Rents are still rising – but who knows by how much?

AFS Team·22 October 2012·4 min read
Rents are still rising – but who knows by how much?
Rents are rising whatever way you measure them – the argument between the different firms calculating the figures is by how much. Britain has no official rent index, so the industry relies on figures mainly compiled by two commercial organisations – LSL Property Services and Homelet. LSL is one of the country’s leading letting agents, running brands like Your Move and Reeds Rains. Homelet is one of the UK’s most popular landlord insurance brands. According to figures issued by both, tenants paid record rents in September. LSL says average rents increased by 1.1% for September, beating the previous record high of £734 set in August. Homelet pegs the average UK rent at £808 – a 0.2% increase from August. So why are the figures so different? As LSL’s figures are based on rents included in 18,000 tenancy agreements and Homelet’s on agreed rents, the results should be similar.

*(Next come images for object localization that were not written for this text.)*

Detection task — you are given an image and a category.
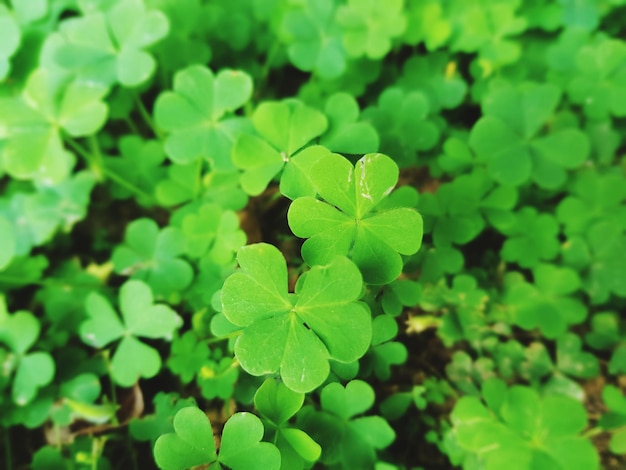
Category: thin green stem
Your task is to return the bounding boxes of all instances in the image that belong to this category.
[125,116,141,135]
[134,94,162,139]
[65,136,97,169]
[255,39,281,98]
[203,330,243,345]
[582,426,605,439]
[64,136,158,204]
[582,424,626,440]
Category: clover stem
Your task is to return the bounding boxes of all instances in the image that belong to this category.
[124,116,141,135]
[65,136,159,204]
[582,426,604,439]
[256,39,281,98]
[203,330,243,344]
[134,94,162,139]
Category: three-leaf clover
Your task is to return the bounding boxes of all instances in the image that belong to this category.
[403,0,451,50]
[0,301,55,406]
[154,408,281,470]
[288,152,423,285]
[336,0,406,60]
[79,280,183,386]
[180,203,246,263]
[503,266,587,339]
[45,0,169,87]
[280,0,346,79]
[0,68,108,183]
[567,37,626,119]
[362,87,440,167]
[298,380,395,468]
[499,207,560,268]
[450,379,599,469]
[419,169,518,248]
[396,52,468,112]
[112,218,194,298]
[447,0,527,68]
[469,82,590,188]
[154,65,253,169]
[221,243,372,393]
[232,99,328,198]
[166,331,210,384]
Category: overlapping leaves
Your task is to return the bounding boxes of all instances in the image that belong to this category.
[232,99,328,198]
[469,82,590,188]
[288,152,423,284]
[154,65,253,169]
[221,243,371,393]
[0,68,107,183]
[449,379,598,470]
[44,0,169,87]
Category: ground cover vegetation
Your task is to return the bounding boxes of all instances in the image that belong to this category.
[0,0,625,468]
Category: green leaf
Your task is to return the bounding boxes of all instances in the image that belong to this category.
[112,218,194,298]
[0,5,21,81]
[154,65,253,169]
[255,378,304,425]
[154,406,217,470]
[47,0,169,87]
[362,87,440,167]
[217,412,281,470]
[0,216,16,270]
[396,52,467,111]
[504,267,586,339]
[451,383,599,470]
[500,208,560,268]
[180,203,246,263]
[567,38,626,119]
[469,82,589,188]
[299,380,394,468]
[556,333,599,379]
[336,0,406,60]
[0,68,108,183]
[167,331,210,384]
[321,380,375,421]
[103,136,167,204]
[319,92,379,154]
[130,392,197,444]
[403,0,451,50]
[80,291,125,348]
[447,0,527,68]
[233,99,328,197]
[80,280,182,386]
[196,357,239,400]
[281,0,346,79]
[222,243,371,393]
[288,152,423,284]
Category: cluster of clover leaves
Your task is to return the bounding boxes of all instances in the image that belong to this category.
[1,0,626,469]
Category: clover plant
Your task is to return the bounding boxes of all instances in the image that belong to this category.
[1,1,624,468]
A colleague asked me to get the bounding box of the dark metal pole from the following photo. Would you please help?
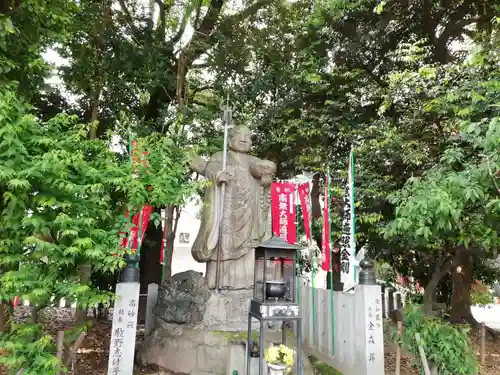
[246,315,252,375]
[259,319,264,375]
[120,253,140,283]
[358,258,376,285]
[297,320,302,375]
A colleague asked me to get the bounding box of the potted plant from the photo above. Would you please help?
[264,344,294,375]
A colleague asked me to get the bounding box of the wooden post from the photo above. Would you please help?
[480,322,486,364]
[64,331,87,372]
[415,333,431,375]
[56,331,65,375]
[395,321,402,375]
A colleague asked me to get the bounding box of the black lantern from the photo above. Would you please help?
[247,236,302,375]
[253,236,299,304]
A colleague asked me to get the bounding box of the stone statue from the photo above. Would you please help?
[190,125,276,289]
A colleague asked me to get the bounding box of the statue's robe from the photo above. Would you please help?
[191,150,271,289]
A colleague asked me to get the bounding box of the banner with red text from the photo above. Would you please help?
[120,204,153,252]
[297,183,312,241]
[271,182,297,244]
[340,148,357,290]
[321,175,331,271]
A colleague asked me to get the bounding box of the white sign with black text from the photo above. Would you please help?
[107,282,140,375]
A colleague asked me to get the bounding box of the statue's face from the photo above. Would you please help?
[229,126,252,153]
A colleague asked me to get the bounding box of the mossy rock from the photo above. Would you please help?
[309,355,343,375]
[211,329,260,343]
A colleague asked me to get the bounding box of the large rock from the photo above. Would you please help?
[139,287,255,375]
[138,321,314,375]
[137,322,235,375]
[154,270,211,325]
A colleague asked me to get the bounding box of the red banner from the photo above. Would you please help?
[117,139,154,255]
[297,183,312,241]
[321,176,331,271]
[160,207,168,264]
[271,182,297,244]
[120,204,153,252]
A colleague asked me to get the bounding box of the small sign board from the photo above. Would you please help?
[107,282,140,375]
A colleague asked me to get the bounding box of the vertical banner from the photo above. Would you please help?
[340,148,357,290]
[271,181,297,244]
[130,204,153,251]
[321,175,331,271]
[297,183,312,241]
[121,205,153,252]
[160,207,168,265]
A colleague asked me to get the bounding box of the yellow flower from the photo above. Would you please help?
[265,345,295,369]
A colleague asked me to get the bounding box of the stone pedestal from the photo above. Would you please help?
[138,271,253,374]
[138,287,255,375]
[138,271,313,375]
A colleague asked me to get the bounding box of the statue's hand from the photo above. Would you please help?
[216,170,232,185]
[261,174,272,188]
[190,155,207,174]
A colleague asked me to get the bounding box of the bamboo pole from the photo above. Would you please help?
[480,322,486,364]
[415,333,431,375]
[395,321,402,375]
[55,331,65,375]
[64,331,87,369]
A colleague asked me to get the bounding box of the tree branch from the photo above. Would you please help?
[183,0,225,63]
[191,85,214,96]
[193,0,203,29]
[439,16,484,42]
[169,1,200,45]
[117,0,140,39]
[185,0,273,64]
[223,0,272,26]
[155,0,166,41]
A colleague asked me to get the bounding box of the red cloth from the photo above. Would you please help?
[321,176,331,271]
[271,182,297,244]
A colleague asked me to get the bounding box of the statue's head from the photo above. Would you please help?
[228,125,252,153]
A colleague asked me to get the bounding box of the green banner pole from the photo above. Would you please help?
[350,147,356,282]
[161,207,168,281]
[310,183,315,346]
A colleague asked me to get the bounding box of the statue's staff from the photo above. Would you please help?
[215,93,233,293]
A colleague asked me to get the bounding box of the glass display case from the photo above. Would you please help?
[253,236,299,304]
[248,236,303,375]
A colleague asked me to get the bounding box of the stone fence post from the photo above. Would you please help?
[107,254,141,375]
[145,283,158,336]
[354,259,385,375]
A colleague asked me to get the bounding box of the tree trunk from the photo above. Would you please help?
[326,252,343,291]
[310,173,321,220]
[76,263,92,325]
[76,84,101,326]
[139,216,162,292]
[163,205,180,281]
[450,251,473,323]
[423,267,443,315]
[0,302,10,332]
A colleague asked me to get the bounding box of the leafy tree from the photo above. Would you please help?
[384,45,500,318]
[0,0,77,99]
[0,84,198,371]
[54,0,274,282]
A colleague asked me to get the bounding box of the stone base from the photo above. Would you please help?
[139,289,314,375]
[138,322,238,375]
[137,322,314,375]
[138,289,253,374]
[198,289,254,331]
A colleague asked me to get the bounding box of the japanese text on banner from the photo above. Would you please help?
[321,175,331,271]
[340,150,356,289]
[297,183,311,241]
[271,182,297,244]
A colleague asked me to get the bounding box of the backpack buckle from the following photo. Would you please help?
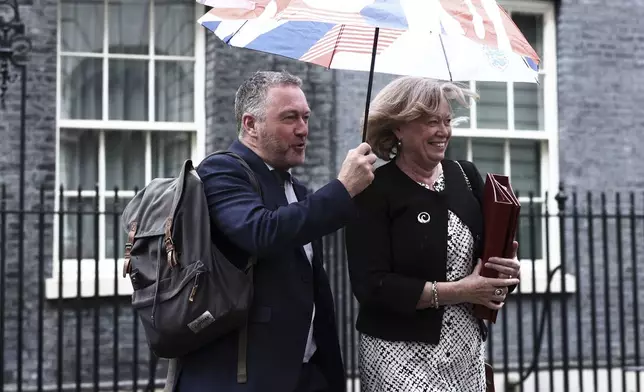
[122,222,137,277]
[163,218,179,268]
[164,236,178,268]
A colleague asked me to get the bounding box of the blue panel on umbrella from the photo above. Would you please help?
[360,0,408,29]
[245,21,335,61]
[525,57,538,71]
[201,21,222,33]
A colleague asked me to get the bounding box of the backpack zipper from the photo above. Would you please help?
[188,272,201,302]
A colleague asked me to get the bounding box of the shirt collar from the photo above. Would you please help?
[265,163,293,183]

Several factors could make the results differ, including: • Sample size – The number of rental properties counted as sources can affect the figures as the smaller the sample the less accurate the results • Location – If the majority of properties for the samples are in London and the South East, then the average rent would likely be higher than an index based on rents in the North East, where rents are lower. • Customer base – If one set of figures is based predominantly on letting upmarket homes, while the other on cheaper rentals, the average would be pulled in different directions • Geography – Homelet covers England, Scotland and Wales, while LSL extends to England and Wales “The index is based on analysis of approximately 18,000 properties across England and Wales from management information. Rental values refer to the actual values achieved for each property when let,” says the LSL explanation of how their figures are worked out. Homelet gives less detailed information about how their figures are compiled. Homelet has access to one of the largest volumes of data on agreed rental amounts in the UK, and shows agreed rental amounts rather than advertised rents,” says the firm’s web site. Like all statistics, both sets of figures can only give a general indication of rents – actual achievable rents for a specific property will vary on a street-by-street level in every town. The lack of an official rent index is one issue the Office of National Statistics is taking up with the government, with a view of establishing a single index.